Ein Geschenk, das die Bürokratie gefressen hat

IHK stellt Forderungskatalog zur besseren Integration von Flüchtlingen in den Berliner Arbeitsmarkt auf

Die Zeit, die Flüchtlinge in Berlin verbringen, um auf eine Reaktion aus den Behörden zu warten, könnte sinnvoller genutzt werden. Findet die Industrie- und Handelskammer Berlin.

Kritik am Umgang mit Flüchtlingen in Berlin kam bisher meist aus den Reihen der Oppositionsparteien, vom Flüchtlingsrat oder Unterstützerorganisationen. Nun macht die Industrie- und Handelkammer Berlin (IHK) ein weiteres Feld auf, das zeigt, wie weit weg der Senat von einem Masterplan im Umgang mit den Menschen entfernt ist. In einem am Dienstag vorgelegten Sechs-Punkte-Forderungskatalog seziert die IHK Mängel im bürokratischen Prozedere, die eine schnelle Integration der Flüchtlinge in den Arbeitsmarkt verhindern - und damit weit bessere Chancen auf ein Bleiberecht.

Für den Forderungskatalog haben Mitarbeiter der IHK Traglufthallen, die Außenstelle des Bundesamtes für Migration und Flüchtlinge (BAMF) am Spandauer Askanierring sowie das Landesamt für Gesundheit und Soziales (LAGeSo) besucht und eine Bestandsaufnahme erstellt. Herausgekommen ist zunächst nichts Überraschendes: Die Behörden auf Bundes- und Landesebene stehen sich nahezu überall im Weg. Die Kammer leitet aber aus jedem von ihr ausgemachten Bremsklotz im Verlauf eines Asylverfahren einen konkreten Handlungsvorschlag ab. Der Fachkräftemangel und Tausende regelmäßig nicht besetzte Ausbildungsplätze haben die IHK zu dem Papier getrieben. »Diese Menschen sind ein Geschenk für den Berliner Arbeitsmarkt. Ihr Potenzial kann allerdings überhaupt nicht ausgeschöpft werden«, sagt Jan Eder, Hauptgeschäftsführer der IHK Berlin. So würde bei der Zentralen Aufnahmestelle für Flüchtlinge beim LAGeSo überhaupt nicht erfasst, welche Sprachkenntnisse und Berufserfahrung ein Flüchtling mitbringe, sagt Constantin Terton, Bereichsleiter bei der IHK und Hauptverantwortlicher für das Forderungspapier. Wertvolle Infos für die Bearbeitung des Asylantrages beim BAMF fehlen. Stattdessen werde Zeit verplempert, während die Flüchtlinge auf die Prüfung ihrer Dublin-Verfahren warten, was bis zu fünf Wochen dauern kann. Zwar seien die gelockerten Fristen, die seit November 2014 beim Zugang zum Arbeitsmarkt gelten, ein erster Schritt. Die Vorrangprüfung, wonach ein Flüchtling eine Stelle erst bekommt, wenn die kein Deutscher oder EU-Ausländer haben will, gelte jedoch weiterhin bis zu 15 Monate und sei ein großes Hemmnis. Der Zugang zu Sprachkursen müsse außerdem erheblich ausgebaut werden, sagt Terton, insbesondere die Angebote für Flüchtlinge, die noch im Asylverfahren stecken. Allein um die von Sozialsenator Mario Czaja (CDU) prognostizierten 25 000 zusätzlichen Flüchtlinge in diesem Jahr mit einem Angebot zu versorgen, müssten laut IHK 31 Millionen Euro ausgegeben werden.

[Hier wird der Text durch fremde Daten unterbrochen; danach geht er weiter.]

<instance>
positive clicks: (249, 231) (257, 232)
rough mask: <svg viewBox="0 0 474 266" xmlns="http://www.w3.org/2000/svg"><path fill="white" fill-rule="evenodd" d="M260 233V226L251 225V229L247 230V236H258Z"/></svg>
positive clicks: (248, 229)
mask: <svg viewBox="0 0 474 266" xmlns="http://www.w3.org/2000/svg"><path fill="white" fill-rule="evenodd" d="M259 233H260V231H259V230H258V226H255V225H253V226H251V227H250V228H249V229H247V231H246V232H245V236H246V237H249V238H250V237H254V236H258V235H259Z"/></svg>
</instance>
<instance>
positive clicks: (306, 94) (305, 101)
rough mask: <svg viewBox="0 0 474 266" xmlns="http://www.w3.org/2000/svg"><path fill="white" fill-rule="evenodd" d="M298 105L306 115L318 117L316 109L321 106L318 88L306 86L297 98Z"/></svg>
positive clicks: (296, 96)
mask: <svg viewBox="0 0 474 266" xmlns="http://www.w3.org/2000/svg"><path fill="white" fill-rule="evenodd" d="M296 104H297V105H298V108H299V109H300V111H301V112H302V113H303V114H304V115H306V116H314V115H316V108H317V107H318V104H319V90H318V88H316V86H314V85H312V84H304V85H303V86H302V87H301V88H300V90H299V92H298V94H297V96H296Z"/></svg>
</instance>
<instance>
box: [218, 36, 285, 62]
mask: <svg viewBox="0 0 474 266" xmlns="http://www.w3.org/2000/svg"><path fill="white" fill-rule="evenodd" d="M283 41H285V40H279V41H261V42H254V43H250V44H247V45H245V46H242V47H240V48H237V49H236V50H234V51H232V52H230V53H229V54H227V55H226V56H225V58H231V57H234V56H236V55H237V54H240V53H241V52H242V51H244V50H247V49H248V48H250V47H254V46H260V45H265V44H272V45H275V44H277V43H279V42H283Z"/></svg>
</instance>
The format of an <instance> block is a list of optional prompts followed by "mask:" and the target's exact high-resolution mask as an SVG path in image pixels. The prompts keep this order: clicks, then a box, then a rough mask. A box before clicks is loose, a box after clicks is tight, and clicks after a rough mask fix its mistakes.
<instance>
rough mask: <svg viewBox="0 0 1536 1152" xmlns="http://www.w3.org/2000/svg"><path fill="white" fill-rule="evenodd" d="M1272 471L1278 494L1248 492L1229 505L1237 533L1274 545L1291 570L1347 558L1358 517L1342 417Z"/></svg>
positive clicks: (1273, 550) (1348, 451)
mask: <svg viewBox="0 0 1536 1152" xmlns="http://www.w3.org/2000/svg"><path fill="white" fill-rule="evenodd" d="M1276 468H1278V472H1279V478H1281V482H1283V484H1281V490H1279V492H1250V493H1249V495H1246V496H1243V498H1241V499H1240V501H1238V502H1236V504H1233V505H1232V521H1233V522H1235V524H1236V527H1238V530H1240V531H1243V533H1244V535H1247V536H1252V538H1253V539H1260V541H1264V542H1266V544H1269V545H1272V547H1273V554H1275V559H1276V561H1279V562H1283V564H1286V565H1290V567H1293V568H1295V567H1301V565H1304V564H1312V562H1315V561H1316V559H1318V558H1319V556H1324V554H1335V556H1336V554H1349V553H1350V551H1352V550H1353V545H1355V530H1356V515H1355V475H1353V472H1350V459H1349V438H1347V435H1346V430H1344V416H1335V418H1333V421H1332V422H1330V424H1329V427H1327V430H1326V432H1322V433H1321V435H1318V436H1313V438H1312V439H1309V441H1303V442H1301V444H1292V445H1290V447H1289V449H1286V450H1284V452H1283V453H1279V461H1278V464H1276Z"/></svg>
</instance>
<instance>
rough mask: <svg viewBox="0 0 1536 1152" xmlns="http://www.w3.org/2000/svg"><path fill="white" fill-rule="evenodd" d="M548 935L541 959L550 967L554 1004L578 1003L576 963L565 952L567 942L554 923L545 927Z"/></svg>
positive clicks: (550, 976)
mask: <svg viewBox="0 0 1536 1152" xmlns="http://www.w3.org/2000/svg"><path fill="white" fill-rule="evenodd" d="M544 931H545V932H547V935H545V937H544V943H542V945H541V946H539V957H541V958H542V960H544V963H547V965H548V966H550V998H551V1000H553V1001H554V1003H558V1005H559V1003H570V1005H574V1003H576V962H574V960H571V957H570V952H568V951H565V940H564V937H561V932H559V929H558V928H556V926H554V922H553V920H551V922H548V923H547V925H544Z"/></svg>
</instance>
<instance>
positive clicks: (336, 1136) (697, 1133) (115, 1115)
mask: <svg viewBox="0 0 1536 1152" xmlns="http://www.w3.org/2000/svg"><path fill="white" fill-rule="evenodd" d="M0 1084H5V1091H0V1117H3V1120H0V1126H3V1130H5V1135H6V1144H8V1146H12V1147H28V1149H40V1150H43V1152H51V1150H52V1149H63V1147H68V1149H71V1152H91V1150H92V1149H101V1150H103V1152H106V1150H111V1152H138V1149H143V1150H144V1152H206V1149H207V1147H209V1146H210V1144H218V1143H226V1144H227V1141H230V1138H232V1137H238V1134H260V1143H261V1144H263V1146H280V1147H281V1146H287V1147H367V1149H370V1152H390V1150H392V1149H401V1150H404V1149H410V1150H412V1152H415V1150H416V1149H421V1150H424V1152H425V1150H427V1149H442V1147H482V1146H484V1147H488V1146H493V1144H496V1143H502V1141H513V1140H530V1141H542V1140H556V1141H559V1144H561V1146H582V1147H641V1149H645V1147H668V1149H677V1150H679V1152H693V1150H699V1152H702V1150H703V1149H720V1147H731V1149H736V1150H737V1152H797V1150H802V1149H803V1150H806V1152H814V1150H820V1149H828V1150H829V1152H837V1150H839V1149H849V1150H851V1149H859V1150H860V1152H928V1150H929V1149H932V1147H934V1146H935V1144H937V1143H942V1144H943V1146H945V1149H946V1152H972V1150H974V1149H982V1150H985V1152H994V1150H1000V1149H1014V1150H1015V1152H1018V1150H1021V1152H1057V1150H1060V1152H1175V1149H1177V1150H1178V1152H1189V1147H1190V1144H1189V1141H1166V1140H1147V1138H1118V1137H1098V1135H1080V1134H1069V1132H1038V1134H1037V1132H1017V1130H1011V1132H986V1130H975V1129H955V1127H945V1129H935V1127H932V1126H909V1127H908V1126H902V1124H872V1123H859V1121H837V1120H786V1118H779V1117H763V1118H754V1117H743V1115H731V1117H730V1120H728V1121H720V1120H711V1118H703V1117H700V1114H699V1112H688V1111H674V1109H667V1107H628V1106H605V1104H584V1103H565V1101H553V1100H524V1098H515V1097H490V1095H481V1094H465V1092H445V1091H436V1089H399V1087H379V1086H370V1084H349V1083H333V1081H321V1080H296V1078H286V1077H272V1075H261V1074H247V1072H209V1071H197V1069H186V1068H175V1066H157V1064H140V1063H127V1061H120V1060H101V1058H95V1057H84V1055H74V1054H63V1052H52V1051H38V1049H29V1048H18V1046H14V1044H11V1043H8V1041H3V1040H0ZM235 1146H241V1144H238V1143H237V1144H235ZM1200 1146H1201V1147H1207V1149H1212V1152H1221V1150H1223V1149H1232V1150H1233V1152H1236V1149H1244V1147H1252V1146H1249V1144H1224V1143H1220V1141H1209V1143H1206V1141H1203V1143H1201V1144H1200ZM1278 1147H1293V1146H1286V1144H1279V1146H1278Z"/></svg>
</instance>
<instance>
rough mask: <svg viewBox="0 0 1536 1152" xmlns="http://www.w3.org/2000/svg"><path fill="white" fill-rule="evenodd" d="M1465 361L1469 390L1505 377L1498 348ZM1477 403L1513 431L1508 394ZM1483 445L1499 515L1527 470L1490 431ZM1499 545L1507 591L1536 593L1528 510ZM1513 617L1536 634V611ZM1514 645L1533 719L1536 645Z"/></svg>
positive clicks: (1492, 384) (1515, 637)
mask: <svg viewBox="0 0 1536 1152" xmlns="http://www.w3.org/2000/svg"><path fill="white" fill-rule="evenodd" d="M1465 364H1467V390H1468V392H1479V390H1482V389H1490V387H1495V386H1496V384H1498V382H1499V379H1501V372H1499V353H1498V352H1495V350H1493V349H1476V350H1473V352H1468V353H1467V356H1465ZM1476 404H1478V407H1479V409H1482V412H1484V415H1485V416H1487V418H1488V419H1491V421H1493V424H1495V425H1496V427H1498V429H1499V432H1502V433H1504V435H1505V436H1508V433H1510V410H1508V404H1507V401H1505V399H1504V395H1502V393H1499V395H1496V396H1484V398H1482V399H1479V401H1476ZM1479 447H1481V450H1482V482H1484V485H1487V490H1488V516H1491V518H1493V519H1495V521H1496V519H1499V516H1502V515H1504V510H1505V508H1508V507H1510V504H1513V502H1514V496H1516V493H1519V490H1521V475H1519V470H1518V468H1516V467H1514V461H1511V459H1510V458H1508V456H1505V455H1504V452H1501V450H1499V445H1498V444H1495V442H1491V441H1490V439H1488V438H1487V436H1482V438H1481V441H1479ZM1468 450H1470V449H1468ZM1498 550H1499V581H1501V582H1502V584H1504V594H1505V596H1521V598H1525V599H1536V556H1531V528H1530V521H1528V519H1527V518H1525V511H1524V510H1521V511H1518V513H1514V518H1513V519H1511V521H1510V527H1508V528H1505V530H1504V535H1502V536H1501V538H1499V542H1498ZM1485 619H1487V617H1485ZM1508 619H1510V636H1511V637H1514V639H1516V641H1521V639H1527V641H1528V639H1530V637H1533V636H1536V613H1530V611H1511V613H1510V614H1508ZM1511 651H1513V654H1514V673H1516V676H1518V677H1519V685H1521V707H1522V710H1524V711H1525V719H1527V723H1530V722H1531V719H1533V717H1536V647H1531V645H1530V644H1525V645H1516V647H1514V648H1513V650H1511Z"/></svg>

Um alle Beteiligten besser zu vernetzten, hat die IHK angeregt, in der Berliner Außenstelle des BAMF zwei Berater des Arbeitsamtes einzusetzen, die berufliche Interessen und Qualifikationen abfragen, um in Arbeitsmarktprojekte für Flüchtlinge zu vermitteln. Im August soll das Projekt beginnen. »Die Flüchtlinge wissen überhaupt nicht, was es für Möglichkeiten gibt«, sagt Terton. In die Anerkennungsberatung der IHK zu ausländischen Berufsabschlüssen sei jedenfalls noch kaum einer gekommen.